EL INFINITO NUMERABLE
EN POESÍA:
EL NÚMERO POÉTICO, ENTRE PLATÓN Y ARISTÓTELES
Siguiendo mis particulares
observaciones (poético) matemáticas sobre el número métrico, me pareció de
grande curiosidad el caso de los números sucesivos que pueden tener su traslado
en la métrica poética, o lo que viene a ser igual: el posible infinito
numerable en el dominio estructural numérico en poesía, y esto, porque este
aspecto matemático bien puede ser emparentable con la realidad numerable del
verso.
Decíamos anteriormente que el
metro bien puede sostenerse más que en un cómputo numerable o contable estrictamente
aritmético, en un ámbito cercano a la matemática de conjuntos, o como lo que
definía Cantor con el concepto de aritmética transfinita.
Muy a pesar del propio Gauss, una
cantidad infinita puede ser una cantidad completa donde, por ejemplo, trasladado
al ámbito de la métrica, el número de sílabas, pies métricos o cláusulas y su situación en el
verso, en la estrofa y finalmente en el poema, son cantidades que se suceden
infinitamente según aquellos tipos de versos, de estrofas, de poemas y sus
componendas eufónicas, expresivas, de significado, de estilo, etc…
Para profunda decepción del genio
de Hilbert, se demostró que en matemáticas no era posible un plano axiomático
formal definitivo que mostrara la coherencia interna de aquellos axiomas,
siendo por tanto incompletos.

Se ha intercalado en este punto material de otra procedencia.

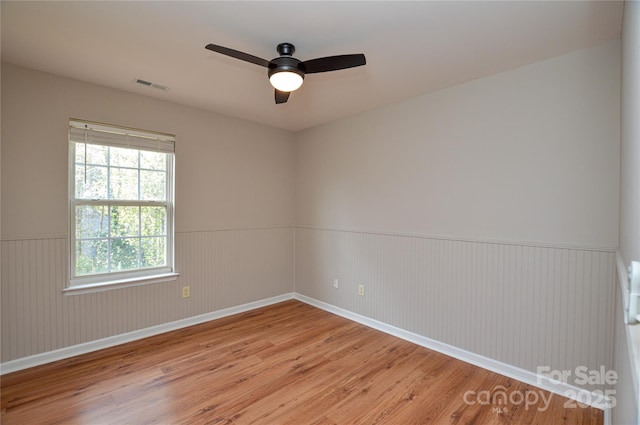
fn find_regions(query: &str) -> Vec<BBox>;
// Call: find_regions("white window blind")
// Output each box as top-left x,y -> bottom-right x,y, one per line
69,120 -> 175,153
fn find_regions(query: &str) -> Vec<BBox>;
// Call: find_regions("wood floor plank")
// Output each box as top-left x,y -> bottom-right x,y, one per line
0,301 -> 603,425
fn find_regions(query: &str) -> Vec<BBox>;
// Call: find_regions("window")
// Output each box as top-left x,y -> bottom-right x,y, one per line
69,120 -> 175,289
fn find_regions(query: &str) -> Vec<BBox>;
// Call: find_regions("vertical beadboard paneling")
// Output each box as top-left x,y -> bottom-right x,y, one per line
295,227 -> 615,390
1,227 -> 293,362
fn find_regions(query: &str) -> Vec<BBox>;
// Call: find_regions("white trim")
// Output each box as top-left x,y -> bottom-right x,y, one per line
0,293 -> 294,375
0,292 -> 611,425
294,293 -> 611,416
613,250 -> 640,421
62,272 -> 180,295
295,224 -> 617,253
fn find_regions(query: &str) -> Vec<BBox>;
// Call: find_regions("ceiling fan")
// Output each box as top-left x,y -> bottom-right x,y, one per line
205,43 -> 367,103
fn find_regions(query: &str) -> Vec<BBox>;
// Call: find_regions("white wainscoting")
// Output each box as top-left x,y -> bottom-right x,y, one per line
1,226 -> 294,363
295,227 -> 616,390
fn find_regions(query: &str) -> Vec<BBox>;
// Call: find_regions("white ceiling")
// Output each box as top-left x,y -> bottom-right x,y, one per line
1,1 -> 623,130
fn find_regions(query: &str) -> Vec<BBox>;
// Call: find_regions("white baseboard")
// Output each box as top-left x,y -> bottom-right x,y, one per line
294,293 -> 611,425
0,293 -> 294,375
0,292 -> 611,425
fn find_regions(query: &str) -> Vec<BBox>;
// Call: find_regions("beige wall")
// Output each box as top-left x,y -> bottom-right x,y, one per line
295,42 -> 620,380
2,64 -> 294,362
1,42 -> 619,398
613,1 -> 640,424
2,64 -> 294,239
296,42 -> 620,248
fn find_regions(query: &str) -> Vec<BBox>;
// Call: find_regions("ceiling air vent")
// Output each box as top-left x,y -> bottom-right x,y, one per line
133,78 -> 169,91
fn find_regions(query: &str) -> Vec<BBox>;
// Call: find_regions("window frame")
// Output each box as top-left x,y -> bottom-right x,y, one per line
64,119 -> 178,293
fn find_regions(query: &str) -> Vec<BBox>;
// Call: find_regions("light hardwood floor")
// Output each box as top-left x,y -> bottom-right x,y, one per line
1,301 -> 603,425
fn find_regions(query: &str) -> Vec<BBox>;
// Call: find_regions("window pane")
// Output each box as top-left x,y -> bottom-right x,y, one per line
111,206 -> 140,238
76,205 -> 109,239
76,239 -> 108,276
76,164 -> 107,199
140,170 -> 167,201
140,151 -> 167,171
109,167 -> 138,200
109,148 -> 139,168
111,238 -> 140,272
141,237 -> 166,267
86,145 -> 109,165
140,207 -> 167,236
76,143 -> 107,165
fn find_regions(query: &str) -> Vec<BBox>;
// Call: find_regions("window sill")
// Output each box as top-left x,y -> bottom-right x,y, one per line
62,273 -> 180,295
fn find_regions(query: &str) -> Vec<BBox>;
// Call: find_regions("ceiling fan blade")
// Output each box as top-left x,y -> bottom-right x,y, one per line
205,44 -> 269,68
303,53 -> 367,74
274,89 -> 291,104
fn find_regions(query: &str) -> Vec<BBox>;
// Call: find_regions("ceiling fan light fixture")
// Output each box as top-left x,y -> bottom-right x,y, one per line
269,70 -> 304,93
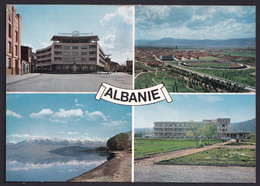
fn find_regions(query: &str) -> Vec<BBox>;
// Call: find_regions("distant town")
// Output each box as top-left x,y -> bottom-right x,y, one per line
135,46 -> 256,93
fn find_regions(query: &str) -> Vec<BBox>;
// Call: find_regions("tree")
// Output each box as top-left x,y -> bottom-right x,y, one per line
186,130 -> 194,141
201,123 -> 217,144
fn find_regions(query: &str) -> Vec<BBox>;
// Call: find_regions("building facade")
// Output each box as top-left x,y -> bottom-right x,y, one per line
126,60 -> 133,74
6,5 -> 22,76
35,36 -> 105,73
21,46 -> 32,74
154,118 -> 232,138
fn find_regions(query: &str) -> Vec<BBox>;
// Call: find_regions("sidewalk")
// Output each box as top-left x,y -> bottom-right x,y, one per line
6,73 -> 40,85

De igual modo, el sistema numérico métrico
tampoco es completo, a pesar de mostrar cierta coherencia, por lo que no puede
enmarcarse en un ámbito estrictamente formalista o mecánico, ya que aquella
coherencia, riquísima, ha de ser
necesariamente incompleta (indecible), y así es expuesta en la estructura
numérica del discurso poético, por lo
que su acceso definitivo o total es imposible (acaso como ya han sospechado intuitivamente desde hace
mucho tiempo algunos verdaderos poetas).
Veremos que el número métrico
nada entre estas dos aguas. Por un lado, la coherencia interna que conforma la
estructura del verso muestra una verdad que coincide con la propia eufonía de
determinadas situaciones de los números en los versos, aunque no necesite de
una manifestación sustancial, formal que los acredite. Por otro lado, el número poético métrico
tiene la capacidad formal de un atributo rítmico eufónico-expresivo específico
con resultados formales evidentes, por ejemplo, el endecasílabo histórico, con
acentos en 2ª, 6º y 10ª, tiene una cadencia de equilibrio que viene muy
apropósito para un discurso poético determinado. El platónico lo justifica por
su coherencia matemática como manera de ser ideal del número. Para el
aristotélico, la acentuación en 2ª, 6ª y 10ª lo identifica formalmente como
como una armonía equilibrada característica muy a propósito para un determinado
hacer el discurso poético.
Iremos ofreciendo en nuevas
entradas algunas observaciones personales (seguramente excesivamente atrevidas)
sobre las matemáticas del verso y el mirífico de la propia ciencia matemática.